Software Development

How to use the Parallel class for simple multithreading

In this programming tutorial about Parallel Extensions in .NET 4, Justin James focuses on imperative parallelism as presented by the Parallel class.

Multithreaded application development is a topic I have written about on TechRepublic a number of times. I published a seven-part series on how to write multithreaded code in VB.NET, and I discussed the Parallel Extensions (which shipped with .NET 4), but never with any code samples for whatever reason.
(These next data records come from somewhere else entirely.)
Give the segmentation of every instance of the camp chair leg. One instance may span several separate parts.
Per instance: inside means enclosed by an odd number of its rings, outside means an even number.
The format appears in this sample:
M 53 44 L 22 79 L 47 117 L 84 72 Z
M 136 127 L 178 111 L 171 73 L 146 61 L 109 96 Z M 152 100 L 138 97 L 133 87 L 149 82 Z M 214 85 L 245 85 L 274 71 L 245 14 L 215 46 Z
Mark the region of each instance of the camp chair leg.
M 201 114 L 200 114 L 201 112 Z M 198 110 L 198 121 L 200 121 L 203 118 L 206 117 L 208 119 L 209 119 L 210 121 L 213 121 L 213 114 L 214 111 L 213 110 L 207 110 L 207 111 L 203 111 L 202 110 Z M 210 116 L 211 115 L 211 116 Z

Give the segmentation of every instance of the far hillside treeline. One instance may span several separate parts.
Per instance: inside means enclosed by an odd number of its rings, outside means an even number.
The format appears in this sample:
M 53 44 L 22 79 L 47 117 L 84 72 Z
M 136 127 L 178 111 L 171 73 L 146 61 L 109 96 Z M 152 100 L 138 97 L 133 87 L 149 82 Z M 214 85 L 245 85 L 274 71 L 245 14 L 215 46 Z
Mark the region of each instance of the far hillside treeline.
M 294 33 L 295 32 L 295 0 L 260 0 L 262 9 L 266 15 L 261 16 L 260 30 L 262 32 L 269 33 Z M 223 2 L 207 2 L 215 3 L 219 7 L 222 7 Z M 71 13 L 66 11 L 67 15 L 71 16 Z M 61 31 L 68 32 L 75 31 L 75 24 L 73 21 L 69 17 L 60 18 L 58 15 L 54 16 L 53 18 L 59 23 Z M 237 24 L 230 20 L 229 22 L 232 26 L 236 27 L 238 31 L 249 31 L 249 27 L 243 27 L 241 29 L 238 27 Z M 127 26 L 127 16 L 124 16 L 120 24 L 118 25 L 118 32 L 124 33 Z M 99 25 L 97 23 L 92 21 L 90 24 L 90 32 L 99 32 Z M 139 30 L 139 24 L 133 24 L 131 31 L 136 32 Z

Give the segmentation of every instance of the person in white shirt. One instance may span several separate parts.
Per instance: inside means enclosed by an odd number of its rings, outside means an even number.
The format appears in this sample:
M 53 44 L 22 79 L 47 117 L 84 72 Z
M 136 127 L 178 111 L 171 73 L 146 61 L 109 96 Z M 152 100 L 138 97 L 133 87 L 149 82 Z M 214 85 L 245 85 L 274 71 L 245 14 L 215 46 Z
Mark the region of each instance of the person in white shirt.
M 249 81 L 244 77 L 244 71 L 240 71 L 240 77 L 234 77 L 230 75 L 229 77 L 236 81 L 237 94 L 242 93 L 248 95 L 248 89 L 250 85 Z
At the request of a reader who asked for some more up-to-date multithreading code, in this column I will highlight some features of Parallel Extensions in .NET 4 with hands-on code. (The code is from my presentation on Parallel Extensions that I've given in the Carolinas the last two years.) There is a lot to cover, so in this column, I will focus on what is called imperative parallelism as presented by the Parallel class (which is part of the System.Threading.Tasks namespace).

The Parallel class

The static Parallel class contains three very useful methods: For, ForEach, and Invoke. For and ForEach operate upon an Action object at their heart; Invoke works on an array of Actions. For and ForEach mimic the functionality of the loops for which they are named.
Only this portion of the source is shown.